Antonio Tropeano, sindaco di Montefredane e capogruppo Pd all’Acs, ha censurato le dichiarazioni di Abate rilasciate nel corso dell’ultimo Consiglio comunale di Montemiletto. “Sono state sconcertanti. È emerso completamente il conflitto di interessi del vicepresidente dell’Alto Calore Servizi nel momento in cui ha sostenuto che avrebbe perseguito per conto dell’amministrazione locale gli interessi della municipalizzata Mose anziché quelli dell’Acs”.
Tropeano precisa che la battaglia intrapresa non è motivata da ragioni politiche, ma vi è la necessità di affrontare i problemi in maniera diversa. “Non si può emettere ed inviare fatture per milioni di euro per semplice provocazione. L’Acs dovrebbe piuttosto recuperare i crediti che vanta dal Comune di Montemiletto, che per fine anno raggiungeranno quota 1 milione 120 mila euro”. Il sindaco di Montefredane sottolinea anche che il Comune governato da Abate usufruisce ancora degli interventi di manutenzione dell’Alto Calore. “Si ponga fine – ha aggiunto poi Tropeano – alle promozioni facili al personale, soprattutto per dipendenti che non hanno nemmeno i titoli”.
Il sindaco di Teora, Stefano Farina, ha spiegato le ragioni della protesta: “Il vicepresidente di una società partecipata non può remare contro l’azienda.
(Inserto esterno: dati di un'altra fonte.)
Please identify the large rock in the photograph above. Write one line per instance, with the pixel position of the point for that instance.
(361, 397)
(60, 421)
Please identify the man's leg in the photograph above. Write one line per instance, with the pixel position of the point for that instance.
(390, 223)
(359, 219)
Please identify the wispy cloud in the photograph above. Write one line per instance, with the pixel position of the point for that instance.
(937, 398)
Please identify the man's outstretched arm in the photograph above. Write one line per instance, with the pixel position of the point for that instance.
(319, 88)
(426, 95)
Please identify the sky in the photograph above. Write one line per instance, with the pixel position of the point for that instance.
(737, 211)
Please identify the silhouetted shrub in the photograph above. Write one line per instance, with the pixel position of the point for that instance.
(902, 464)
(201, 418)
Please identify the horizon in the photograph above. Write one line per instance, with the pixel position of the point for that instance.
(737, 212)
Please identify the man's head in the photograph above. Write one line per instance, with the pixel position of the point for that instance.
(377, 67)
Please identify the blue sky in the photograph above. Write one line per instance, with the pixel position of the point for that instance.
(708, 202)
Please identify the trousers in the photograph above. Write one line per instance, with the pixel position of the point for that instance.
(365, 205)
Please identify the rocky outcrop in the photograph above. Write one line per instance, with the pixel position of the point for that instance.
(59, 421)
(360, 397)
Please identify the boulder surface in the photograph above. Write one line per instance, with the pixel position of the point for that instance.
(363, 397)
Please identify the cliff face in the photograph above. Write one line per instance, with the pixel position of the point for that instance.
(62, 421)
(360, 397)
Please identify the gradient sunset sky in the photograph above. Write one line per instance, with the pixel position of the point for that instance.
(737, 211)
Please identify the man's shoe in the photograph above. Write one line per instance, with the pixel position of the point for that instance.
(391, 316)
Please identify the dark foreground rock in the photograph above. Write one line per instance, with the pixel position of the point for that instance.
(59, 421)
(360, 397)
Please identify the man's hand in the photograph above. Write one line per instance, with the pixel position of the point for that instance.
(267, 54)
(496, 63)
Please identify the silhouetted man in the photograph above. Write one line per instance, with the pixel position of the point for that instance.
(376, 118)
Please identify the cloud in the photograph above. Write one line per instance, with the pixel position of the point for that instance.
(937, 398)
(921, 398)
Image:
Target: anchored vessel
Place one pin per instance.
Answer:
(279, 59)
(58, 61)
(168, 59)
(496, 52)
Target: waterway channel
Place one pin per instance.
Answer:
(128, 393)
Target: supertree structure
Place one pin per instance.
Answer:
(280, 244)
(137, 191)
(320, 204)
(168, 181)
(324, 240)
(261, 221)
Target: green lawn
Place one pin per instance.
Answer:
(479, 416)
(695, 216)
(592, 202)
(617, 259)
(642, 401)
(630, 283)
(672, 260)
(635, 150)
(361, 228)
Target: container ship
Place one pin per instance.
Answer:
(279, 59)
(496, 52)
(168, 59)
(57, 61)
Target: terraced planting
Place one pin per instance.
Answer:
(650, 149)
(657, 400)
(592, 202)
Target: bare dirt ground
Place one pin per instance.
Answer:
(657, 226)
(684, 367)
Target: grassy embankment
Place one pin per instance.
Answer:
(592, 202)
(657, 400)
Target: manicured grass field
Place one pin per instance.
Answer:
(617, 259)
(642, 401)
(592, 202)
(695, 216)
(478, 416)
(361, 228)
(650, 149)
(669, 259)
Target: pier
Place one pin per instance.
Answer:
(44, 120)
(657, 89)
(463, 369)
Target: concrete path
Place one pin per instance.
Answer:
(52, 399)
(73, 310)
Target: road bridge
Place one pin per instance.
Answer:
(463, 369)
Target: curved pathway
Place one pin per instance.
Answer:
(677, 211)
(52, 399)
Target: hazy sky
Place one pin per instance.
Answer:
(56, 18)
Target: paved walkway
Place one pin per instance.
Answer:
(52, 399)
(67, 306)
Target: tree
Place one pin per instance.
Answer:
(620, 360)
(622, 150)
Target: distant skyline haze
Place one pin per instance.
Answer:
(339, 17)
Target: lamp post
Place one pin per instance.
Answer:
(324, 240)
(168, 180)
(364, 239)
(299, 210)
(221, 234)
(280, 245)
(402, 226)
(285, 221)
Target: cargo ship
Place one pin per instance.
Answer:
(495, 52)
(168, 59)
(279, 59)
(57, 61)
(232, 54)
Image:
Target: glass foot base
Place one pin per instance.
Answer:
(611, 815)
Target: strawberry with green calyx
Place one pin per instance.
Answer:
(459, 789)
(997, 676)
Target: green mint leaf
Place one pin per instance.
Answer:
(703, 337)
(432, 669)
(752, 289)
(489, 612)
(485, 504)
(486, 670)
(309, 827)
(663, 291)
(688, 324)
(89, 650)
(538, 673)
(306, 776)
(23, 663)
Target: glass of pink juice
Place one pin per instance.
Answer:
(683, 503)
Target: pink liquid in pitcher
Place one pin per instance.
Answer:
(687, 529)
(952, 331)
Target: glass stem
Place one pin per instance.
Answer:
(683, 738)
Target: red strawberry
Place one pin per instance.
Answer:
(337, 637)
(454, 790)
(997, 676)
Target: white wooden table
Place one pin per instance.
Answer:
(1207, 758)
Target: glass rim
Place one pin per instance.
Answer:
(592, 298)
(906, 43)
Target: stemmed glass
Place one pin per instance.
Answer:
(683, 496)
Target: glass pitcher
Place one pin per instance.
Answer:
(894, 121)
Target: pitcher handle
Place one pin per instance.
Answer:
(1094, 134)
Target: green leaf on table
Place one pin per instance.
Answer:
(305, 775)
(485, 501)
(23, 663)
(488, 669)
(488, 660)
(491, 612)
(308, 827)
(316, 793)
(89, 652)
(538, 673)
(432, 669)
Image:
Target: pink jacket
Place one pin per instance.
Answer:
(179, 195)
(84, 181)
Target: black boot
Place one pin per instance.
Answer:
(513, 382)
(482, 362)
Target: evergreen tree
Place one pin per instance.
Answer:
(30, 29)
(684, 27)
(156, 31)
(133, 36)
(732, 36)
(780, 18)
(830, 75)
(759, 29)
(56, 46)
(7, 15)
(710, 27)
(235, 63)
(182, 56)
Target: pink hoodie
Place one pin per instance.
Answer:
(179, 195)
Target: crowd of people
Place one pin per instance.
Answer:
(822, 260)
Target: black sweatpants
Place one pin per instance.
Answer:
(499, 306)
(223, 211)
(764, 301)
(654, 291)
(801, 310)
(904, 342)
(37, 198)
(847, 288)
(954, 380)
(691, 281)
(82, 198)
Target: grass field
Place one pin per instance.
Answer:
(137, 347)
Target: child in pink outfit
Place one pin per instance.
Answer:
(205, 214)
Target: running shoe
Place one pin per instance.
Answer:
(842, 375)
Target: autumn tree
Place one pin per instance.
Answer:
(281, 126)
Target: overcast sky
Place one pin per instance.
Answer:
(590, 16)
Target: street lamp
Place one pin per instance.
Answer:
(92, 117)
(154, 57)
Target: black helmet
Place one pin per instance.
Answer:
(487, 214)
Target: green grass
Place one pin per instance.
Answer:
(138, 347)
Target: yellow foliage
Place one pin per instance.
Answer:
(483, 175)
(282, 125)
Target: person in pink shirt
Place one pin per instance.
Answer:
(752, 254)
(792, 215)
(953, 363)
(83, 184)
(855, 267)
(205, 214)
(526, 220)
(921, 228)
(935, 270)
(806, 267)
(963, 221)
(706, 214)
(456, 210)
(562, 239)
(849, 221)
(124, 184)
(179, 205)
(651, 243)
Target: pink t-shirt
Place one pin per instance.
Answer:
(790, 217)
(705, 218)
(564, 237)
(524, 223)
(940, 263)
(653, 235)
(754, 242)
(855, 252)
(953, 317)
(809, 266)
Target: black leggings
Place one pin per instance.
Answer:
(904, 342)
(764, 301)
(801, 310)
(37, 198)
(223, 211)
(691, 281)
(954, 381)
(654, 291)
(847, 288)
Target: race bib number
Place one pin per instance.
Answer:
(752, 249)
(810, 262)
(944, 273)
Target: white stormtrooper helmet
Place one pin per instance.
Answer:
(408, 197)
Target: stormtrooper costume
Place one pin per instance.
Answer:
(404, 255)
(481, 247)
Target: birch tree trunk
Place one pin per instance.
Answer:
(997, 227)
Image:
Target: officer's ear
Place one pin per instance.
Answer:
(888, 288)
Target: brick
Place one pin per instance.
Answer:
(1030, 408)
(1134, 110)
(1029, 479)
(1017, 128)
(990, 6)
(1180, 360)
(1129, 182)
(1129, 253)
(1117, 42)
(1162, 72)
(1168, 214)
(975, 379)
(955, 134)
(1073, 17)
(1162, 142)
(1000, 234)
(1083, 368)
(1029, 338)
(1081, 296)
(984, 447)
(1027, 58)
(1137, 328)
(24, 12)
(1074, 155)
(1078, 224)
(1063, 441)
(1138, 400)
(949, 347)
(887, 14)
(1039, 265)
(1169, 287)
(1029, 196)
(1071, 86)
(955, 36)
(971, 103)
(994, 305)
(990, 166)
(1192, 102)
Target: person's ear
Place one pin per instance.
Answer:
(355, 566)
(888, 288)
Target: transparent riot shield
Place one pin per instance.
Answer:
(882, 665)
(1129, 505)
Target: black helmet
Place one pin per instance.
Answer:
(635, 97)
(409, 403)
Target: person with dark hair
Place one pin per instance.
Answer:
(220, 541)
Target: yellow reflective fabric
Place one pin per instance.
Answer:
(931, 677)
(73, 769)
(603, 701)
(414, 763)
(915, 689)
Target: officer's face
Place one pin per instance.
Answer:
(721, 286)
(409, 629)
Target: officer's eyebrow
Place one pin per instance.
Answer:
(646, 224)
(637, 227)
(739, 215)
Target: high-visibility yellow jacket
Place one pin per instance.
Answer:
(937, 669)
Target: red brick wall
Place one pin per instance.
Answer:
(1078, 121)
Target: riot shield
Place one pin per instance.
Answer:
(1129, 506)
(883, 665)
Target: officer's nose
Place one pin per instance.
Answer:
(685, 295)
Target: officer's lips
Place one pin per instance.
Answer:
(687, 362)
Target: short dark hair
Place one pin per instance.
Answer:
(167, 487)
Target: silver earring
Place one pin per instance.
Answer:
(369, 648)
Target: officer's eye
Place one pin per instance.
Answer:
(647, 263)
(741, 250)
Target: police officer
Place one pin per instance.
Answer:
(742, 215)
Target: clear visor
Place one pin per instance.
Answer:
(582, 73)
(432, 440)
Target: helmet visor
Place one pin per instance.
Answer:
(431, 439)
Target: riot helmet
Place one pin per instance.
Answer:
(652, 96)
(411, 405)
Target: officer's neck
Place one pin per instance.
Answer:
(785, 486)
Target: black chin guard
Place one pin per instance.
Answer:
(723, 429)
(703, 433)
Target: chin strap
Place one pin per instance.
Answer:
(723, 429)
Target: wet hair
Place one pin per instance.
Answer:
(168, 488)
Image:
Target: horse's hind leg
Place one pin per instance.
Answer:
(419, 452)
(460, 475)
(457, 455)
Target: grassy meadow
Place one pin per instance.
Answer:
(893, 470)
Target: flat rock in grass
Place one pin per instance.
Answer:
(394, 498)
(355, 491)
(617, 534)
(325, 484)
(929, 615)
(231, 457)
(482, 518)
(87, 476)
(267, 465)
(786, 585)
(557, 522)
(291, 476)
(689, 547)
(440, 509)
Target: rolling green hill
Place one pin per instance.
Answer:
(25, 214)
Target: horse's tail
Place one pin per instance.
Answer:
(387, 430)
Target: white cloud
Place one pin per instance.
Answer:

La vicenda delle fatturazioni pazze inviate agli enti soci è stato un espediente per far fronte alla difficile situazione finanziaria dell’Acs. Così si rischia di trascinare anche i Comuni in una spirale senza uscita”. Il sindaco di Lioni, Rodolfo Salzarulo, non ha risparmiato critiche al vertice dell’Acs: “Il rapporto con l’azienda non può continuare in questo modo. La politica deve limitarsi a dare gli indirizzi della gestione, ma l’organizzazione dei servizi e la contabilità debbono essere guidati da rigorosi criteri aziendali. I debiti dell’Acs sono un serio problema per i Comuni perché vanno inseriti in bilancio. Saremo costretti ad uscire dalla società”. Il sindaco di Aiello del Sabato, Ernesto Urciuoli, ha spiegato gli impegni che le società partecipate sono tenute a rispettare con la nuova normativa. “La Corte dei conti controlla l’esposizione dell’azienda, che è tenuta anche a verificare il livello di soddisfazione degli utenti. Serve una amministrazione equilibrata ed affidabile, altrimenti a pagare saranno i soci. I protagonisti delle decisioni non possono che essere i sindaci”.